One of the reasons given for the difficulty some people have with teaching the down is that it is a subordinate posture which many dogs do not like or that it is a position from which it is difficult for the dog to defend himself. These may be partly true; however, there are also some other reasons.
Let’s first consider those approaches where the dog is physically placed in the down position. When teaching this exercise, the lead can be forced down such that the only way the tension can be released is by the dog’s going down. Other methods involve pushing down on the shoulders or pushing the dog over. In all of these methods the dog’s first response, which is the response first associated with the word “down”, is to resist the downward force by bracing himself and trying to maintain his balance as he is pushed. The dog is resisting when in fact we want him to relax. Also with these methods, we have given a tactile stimulus along with an auditory stimulus. Since the tactile stimulus affects the dog immediately and is stronger than the auditory stimulus, it will be the one he responds to.
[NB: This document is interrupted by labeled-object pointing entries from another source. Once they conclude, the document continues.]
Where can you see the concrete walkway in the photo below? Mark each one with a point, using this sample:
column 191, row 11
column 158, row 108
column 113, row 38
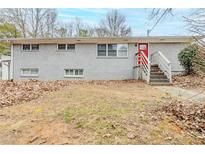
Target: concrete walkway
column 194, row 95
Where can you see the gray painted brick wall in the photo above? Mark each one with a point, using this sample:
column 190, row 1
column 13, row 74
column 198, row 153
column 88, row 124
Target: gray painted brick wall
column 51, row 63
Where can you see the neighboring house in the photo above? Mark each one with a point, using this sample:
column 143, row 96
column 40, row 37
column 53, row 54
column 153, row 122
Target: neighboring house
column 95, row 58
column 5, row 67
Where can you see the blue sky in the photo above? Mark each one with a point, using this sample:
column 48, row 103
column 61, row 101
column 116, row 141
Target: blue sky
column 137, row 18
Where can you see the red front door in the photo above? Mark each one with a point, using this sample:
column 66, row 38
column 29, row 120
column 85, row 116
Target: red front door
column 142, row 47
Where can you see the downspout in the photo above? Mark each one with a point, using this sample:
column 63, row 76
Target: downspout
column 12, row 63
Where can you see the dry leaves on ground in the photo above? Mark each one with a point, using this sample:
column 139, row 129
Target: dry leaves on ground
column 192, row 115
column 19, row 91
column 189, row 81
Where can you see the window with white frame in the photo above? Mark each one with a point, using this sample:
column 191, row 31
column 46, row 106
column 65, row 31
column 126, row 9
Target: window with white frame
column 122, row 50
column 66, row 47
column 101, row 50
column 73, row 73
column 34, row 46
column 112, row 50
column 30, row 47
column 27, row 47
column 70, row 46
column 29, row 72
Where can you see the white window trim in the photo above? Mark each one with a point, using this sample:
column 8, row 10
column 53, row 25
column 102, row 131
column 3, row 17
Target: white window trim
column 30, row 48
column 73, row 76
column 66, row 48
column 112, row 56
column 118, row 50
column 29, row 75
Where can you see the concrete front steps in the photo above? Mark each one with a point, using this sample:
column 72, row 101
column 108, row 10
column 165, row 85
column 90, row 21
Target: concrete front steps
column 157, row 77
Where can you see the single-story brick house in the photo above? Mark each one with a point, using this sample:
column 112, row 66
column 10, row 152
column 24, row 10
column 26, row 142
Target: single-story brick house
column 96, row 58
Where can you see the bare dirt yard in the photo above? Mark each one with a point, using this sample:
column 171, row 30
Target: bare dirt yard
column 99, row 112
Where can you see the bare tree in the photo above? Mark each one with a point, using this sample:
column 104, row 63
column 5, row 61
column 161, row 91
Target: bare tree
column 32, row 22
column 158, row 15
column 17, row 17
column 74, row 28
column 196, row 22
column 114, row 24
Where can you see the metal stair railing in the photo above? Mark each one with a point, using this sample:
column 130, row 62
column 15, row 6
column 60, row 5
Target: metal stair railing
column 163, row 63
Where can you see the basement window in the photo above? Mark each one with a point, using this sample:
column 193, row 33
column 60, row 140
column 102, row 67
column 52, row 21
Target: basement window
column 30, row 47
column 70, row 46
column 112, row 49
column 35, row 47
column 27, row 47
column 29, row 72
column 61, row 46
column 73, row 73
column 122, row 50
column 66, row 47
column 101, row 50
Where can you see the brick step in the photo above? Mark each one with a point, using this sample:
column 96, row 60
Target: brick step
column 155, row 69
column 158, row 76
column 159, row 80
column 157, row 73
column 160, row 84
column 154, row 66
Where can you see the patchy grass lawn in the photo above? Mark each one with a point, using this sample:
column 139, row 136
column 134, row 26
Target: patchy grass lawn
column 94, row 113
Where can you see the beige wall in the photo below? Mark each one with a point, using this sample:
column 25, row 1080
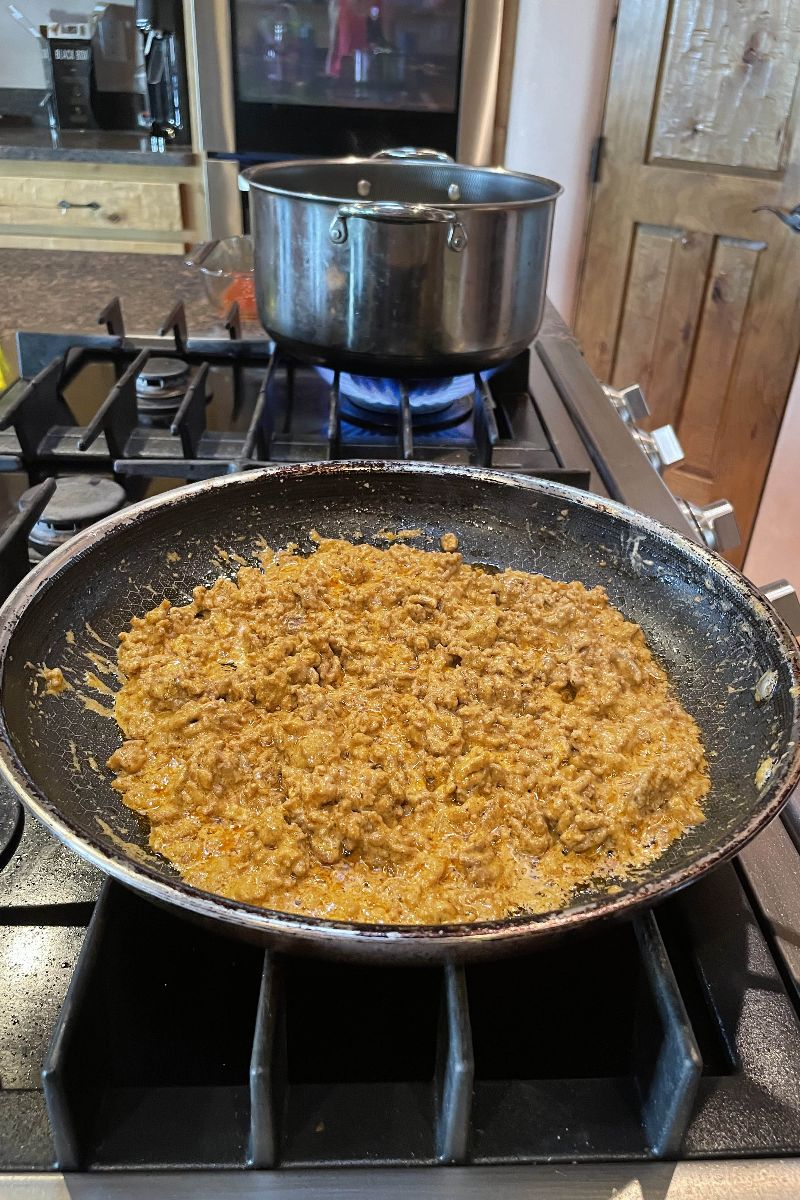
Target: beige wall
column 560, row 71
column 774, row 551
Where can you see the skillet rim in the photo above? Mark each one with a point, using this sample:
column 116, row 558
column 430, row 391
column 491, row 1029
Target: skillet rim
column 404, row 942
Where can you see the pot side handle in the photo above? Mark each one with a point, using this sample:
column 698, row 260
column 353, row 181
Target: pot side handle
column 397, row 214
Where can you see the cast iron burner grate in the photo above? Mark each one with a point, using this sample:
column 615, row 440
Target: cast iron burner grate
column 160, row 420
column 644, row 1041
column 77, row 502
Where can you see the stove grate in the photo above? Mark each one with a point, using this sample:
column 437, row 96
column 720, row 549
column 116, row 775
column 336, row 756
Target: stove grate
column 168, row 1029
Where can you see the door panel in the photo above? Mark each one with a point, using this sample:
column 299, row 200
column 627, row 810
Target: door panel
column 727, row 83
column 685, row 289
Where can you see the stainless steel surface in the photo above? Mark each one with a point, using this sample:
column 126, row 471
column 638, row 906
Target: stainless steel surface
column 211, row 75
column 661, row 447
column 629, row 402
column 222, row 198
column 776, row 1179
column 716, row 522
column 623, row 466
column 416, row 154
column 479, row 81
column 398, row 283
column 786, row 603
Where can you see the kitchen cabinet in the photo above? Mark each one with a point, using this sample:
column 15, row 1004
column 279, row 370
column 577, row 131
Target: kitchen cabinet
column 53, row 205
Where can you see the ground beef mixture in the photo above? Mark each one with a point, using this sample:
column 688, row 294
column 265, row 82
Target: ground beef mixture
column 389, row 735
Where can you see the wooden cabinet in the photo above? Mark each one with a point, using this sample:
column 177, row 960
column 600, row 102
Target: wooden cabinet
column 100, row 207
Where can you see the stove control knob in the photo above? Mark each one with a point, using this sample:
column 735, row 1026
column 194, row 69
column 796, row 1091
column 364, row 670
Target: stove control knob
column 716, row 522
column 629, row 402
column 785, row 600
column 635, row 402
column 661, row 447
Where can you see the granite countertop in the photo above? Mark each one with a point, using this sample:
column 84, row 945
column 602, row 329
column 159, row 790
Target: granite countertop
column 65, row 291
column 34, row 143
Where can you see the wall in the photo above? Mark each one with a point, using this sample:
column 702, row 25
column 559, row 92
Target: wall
column 774, row 551
column 563, row 53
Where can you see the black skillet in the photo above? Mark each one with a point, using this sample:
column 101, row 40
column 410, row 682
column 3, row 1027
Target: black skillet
column 733, row 664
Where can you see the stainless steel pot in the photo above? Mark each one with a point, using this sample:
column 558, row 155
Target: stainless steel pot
column 405, row 263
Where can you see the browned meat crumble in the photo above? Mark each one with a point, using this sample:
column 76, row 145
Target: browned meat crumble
column 394, row 736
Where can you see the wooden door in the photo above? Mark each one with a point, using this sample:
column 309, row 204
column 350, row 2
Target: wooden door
column 685, row 289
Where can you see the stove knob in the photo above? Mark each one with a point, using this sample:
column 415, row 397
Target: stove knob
column 661, row 447
column 785, row 600
column 629, row 402
column 635, row 402
column 716, row 522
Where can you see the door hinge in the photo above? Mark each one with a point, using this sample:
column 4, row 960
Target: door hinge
column 595, row 160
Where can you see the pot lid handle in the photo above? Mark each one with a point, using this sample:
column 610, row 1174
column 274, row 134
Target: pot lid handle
column 411, row 154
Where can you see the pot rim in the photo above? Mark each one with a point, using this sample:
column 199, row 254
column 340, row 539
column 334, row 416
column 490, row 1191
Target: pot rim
column 251, row 183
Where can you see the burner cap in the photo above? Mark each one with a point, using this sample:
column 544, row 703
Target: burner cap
column 10, row 817
column 160, row 375
column 161, row 385
column 78, row 502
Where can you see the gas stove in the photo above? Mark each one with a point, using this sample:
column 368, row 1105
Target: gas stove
column 140, row 1055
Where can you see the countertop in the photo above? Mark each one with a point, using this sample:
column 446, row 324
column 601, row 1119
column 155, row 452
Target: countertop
column 65, row 291
column 34, row 143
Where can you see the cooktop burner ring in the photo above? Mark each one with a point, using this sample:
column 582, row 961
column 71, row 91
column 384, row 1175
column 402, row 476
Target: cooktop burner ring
column 161, row 387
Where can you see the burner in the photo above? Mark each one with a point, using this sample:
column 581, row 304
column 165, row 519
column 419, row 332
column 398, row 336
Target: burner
column 161, row 387
column 78, row 502
column 10, row 816
column 374, row 402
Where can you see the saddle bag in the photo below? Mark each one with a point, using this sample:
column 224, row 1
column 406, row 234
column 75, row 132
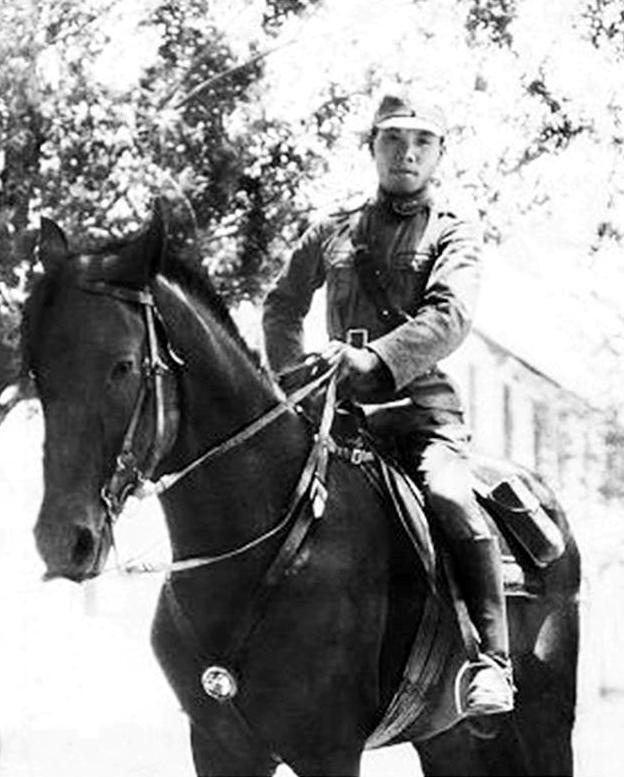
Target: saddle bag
column 520, row 513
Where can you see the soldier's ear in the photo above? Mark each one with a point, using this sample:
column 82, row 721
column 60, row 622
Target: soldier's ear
column 52, row 244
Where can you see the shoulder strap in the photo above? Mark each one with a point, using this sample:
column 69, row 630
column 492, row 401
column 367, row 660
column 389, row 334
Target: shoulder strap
column 370, row 273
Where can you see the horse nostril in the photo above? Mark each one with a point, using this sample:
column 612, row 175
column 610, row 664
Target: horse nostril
column 84, row 547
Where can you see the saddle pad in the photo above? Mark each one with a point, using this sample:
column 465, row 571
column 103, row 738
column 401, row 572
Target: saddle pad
column 424, row 703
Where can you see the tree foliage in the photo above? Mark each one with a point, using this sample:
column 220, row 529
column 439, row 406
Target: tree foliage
column 255, row 112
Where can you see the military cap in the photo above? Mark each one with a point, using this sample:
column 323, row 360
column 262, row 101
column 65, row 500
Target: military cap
column 407, row 113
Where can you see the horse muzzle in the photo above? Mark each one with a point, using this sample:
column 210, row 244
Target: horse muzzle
column 75, row 549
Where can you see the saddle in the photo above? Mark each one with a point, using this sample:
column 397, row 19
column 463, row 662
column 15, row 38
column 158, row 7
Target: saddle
column 424, row 704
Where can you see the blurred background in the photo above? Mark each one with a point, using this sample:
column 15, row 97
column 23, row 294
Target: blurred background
column 255, row 111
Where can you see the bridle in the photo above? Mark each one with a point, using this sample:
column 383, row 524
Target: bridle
column 130, row 473
column 132, row 477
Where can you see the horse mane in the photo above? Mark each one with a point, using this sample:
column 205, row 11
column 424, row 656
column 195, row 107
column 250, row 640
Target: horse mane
column 187, row 272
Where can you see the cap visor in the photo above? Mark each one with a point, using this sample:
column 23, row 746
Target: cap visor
column 410, row 122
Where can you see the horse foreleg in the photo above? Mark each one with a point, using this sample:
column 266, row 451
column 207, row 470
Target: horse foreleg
column 215, row 757
column 332, row 764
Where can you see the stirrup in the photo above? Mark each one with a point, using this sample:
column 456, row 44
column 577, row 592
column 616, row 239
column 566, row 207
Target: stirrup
column 464, row 679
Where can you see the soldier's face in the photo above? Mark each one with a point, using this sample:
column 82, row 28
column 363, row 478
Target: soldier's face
column 405, row 158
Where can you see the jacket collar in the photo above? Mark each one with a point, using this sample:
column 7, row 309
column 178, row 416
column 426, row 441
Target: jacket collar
column 404, row 204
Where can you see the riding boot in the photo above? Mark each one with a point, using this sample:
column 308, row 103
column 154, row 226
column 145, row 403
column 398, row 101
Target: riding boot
column 479, row 572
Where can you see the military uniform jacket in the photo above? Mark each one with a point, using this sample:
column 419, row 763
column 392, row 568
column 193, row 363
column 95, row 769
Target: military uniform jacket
column 430, row 268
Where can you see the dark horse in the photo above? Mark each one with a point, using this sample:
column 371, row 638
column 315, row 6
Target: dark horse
column 139, row 367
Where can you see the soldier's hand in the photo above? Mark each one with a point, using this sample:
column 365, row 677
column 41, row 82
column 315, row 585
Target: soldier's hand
column 361, row 373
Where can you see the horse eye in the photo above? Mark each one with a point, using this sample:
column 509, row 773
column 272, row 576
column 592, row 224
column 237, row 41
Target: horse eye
column 122, row 369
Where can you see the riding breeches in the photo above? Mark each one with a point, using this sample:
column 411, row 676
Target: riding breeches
column 436, row 456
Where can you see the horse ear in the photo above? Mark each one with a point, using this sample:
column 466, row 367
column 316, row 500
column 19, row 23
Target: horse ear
column 182, row 240
column 154, row 242
column 53, row 247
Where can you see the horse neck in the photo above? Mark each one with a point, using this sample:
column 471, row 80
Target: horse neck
column 244, row 492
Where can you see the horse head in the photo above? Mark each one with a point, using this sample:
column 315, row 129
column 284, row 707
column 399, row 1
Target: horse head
column 88, row 347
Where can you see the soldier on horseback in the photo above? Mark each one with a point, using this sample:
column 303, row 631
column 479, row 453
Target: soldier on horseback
column 402, row 275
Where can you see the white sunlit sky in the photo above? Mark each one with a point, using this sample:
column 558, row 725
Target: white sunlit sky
column 80, row 692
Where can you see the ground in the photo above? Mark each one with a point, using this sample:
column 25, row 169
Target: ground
column 82, row 696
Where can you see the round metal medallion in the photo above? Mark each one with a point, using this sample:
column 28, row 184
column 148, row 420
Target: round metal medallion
column 218, row 683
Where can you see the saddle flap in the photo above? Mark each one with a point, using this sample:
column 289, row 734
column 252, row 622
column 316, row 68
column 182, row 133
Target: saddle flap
column 409, row 507
column 518, row 512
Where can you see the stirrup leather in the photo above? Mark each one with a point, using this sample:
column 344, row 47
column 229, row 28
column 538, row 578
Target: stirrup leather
column 494, row 701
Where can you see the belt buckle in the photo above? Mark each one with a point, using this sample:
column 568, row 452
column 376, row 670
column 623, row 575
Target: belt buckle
column 357, row 338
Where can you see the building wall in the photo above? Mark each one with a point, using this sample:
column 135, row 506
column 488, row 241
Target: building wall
column 518, row 413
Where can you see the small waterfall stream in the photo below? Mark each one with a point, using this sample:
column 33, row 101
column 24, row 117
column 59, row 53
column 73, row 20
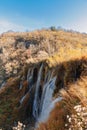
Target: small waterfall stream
column 36, row 99
column 42, row 107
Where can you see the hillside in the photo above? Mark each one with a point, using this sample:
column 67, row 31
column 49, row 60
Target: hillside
column 32, row 61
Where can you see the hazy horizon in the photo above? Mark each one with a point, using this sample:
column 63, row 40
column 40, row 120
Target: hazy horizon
column 22, row 15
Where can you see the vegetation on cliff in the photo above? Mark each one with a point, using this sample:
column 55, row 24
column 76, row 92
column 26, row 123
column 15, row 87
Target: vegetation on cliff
column 64, row 54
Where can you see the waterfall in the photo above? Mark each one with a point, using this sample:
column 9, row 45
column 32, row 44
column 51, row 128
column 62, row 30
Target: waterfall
column 42, row 107
column 47, row 109
column 36, row 99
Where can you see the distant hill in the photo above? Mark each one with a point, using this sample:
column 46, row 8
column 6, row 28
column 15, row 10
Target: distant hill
column 62, row 53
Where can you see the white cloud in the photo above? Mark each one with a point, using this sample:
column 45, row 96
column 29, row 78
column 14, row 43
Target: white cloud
column 7, row 25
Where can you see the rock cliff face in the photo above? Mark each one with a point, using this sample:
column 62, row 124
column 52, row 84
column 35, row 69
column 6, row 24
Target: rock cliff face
column 34, row 68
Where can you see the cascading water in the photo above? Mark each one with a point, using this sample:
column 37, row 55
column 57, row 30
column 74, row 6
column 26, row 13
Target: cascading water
column 42, row 107
column 36, row 99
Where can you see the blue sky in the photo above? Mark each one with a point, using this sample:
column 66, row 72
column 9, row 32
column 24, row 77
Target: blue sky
column 22, row 15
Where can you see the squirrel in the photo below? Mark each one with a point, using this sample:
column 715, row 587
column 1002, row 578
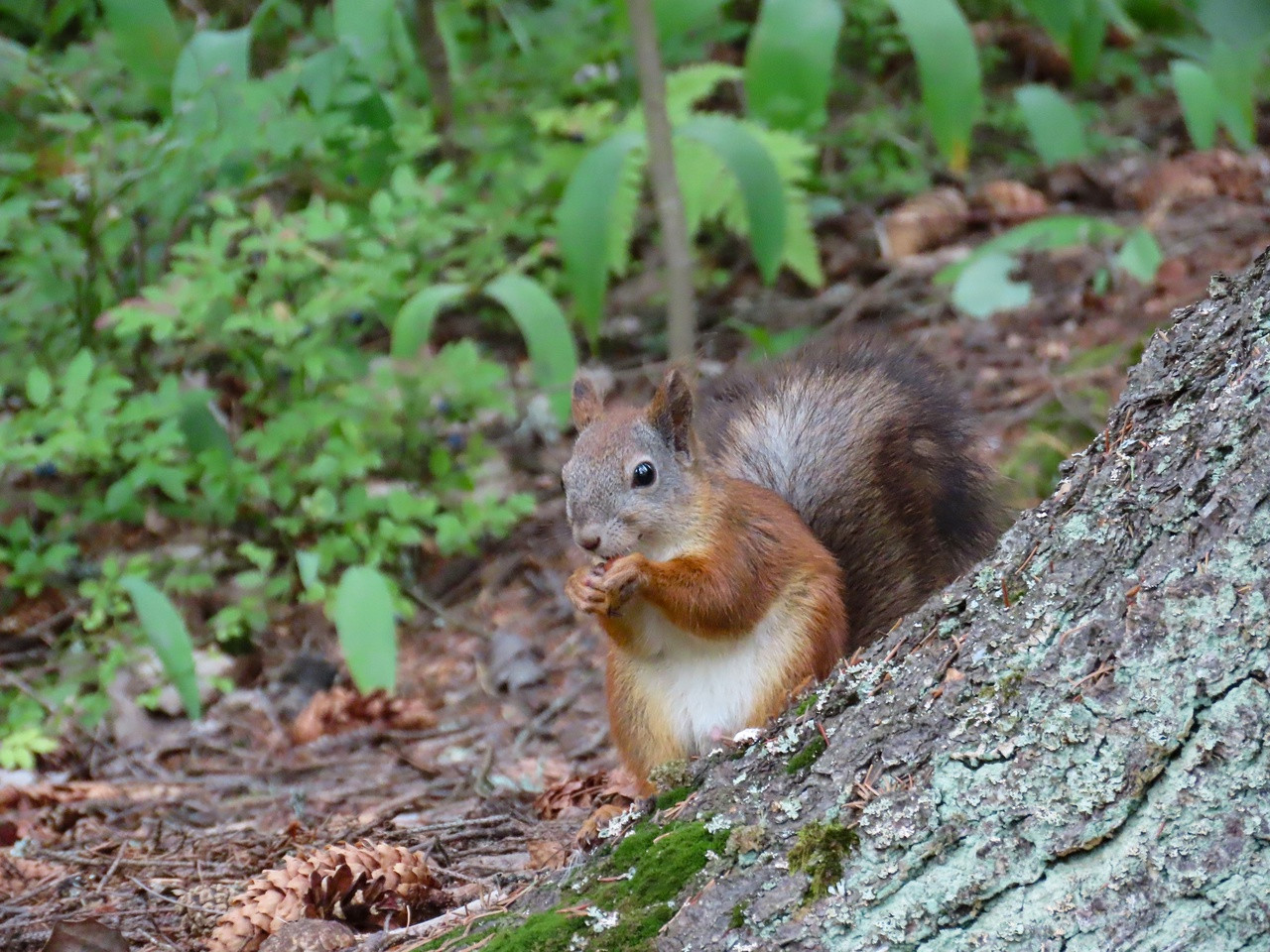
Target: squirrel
column 749, row 537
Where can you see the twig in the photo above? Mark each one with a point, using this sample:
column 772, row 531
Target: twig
column 477, row 907
column 683, row 317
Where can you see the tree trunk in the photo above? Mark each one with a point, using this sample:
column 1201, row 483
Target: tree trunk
column 1067, row 749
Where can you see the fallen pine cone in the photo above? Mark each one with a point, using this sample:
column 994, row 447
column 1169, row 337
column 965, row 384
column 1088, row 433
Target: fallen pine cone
column 368, row 885
column 922, row 222
column 343, row 708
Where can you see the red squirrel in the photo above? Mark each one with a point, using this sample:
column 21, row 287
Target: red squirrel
column 749, row 537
With the methods of teaching the down where we move the dog’s feet out from under him or we cradle him to the down position, we are still interposing a tactile stimulus along with the auditory one. In addition we are asserting dominance by physically putting our body over the dog’s.
In the latter case the dog may resist the down by trying to move out from under our body thereby moving out of a position of subordinance.
In all of the above methods the dog is physically placed (forced) down. These are examples of classical conditioning where the dog has no choice but to down.
A second approach is to produce the desired result of downing by employing an avoidance response (some might consider this a survival response). This is done by using a sudden,. rapid movement of the arm, lead, or a stick towards the dog’s head or back along with the command “down.” The dog’s response is to lower his body to avoid the possible blow. At this point the dog is praised for that response. This is an example of an instinctual response, and according to Konrad Most actions based on an instinctual response are the easiest to teach because they are a natural response for the dog.
A third approach eliminates the initial resistance to the down because of a tactile stimulus, employs a natural movement of the dog as in the second approach, but does not employ an avoidance response.
A dog’s perception of motion is about ten times better than ours, and we employ this in teaching the down. With the dog sitting, the left hand is on the dog’s shoulders simply for control. The right hand is held 6 to 10 inches over the dog’s head and brought down rapidly to a point 6 to 12 inches in front of his feet as we give the command “down.” The objective is to get the dog’s attention on the hand; in some cases a toy, keys, or food can be used to maintain this attention. This brings the dog’s attention and whole action down. Those movements that the dog initiates that may lead to the down are reinforced. Our experience has been that 80% of our students have their dogs downing the first night of class using this approach and without having to place the dog in the down position.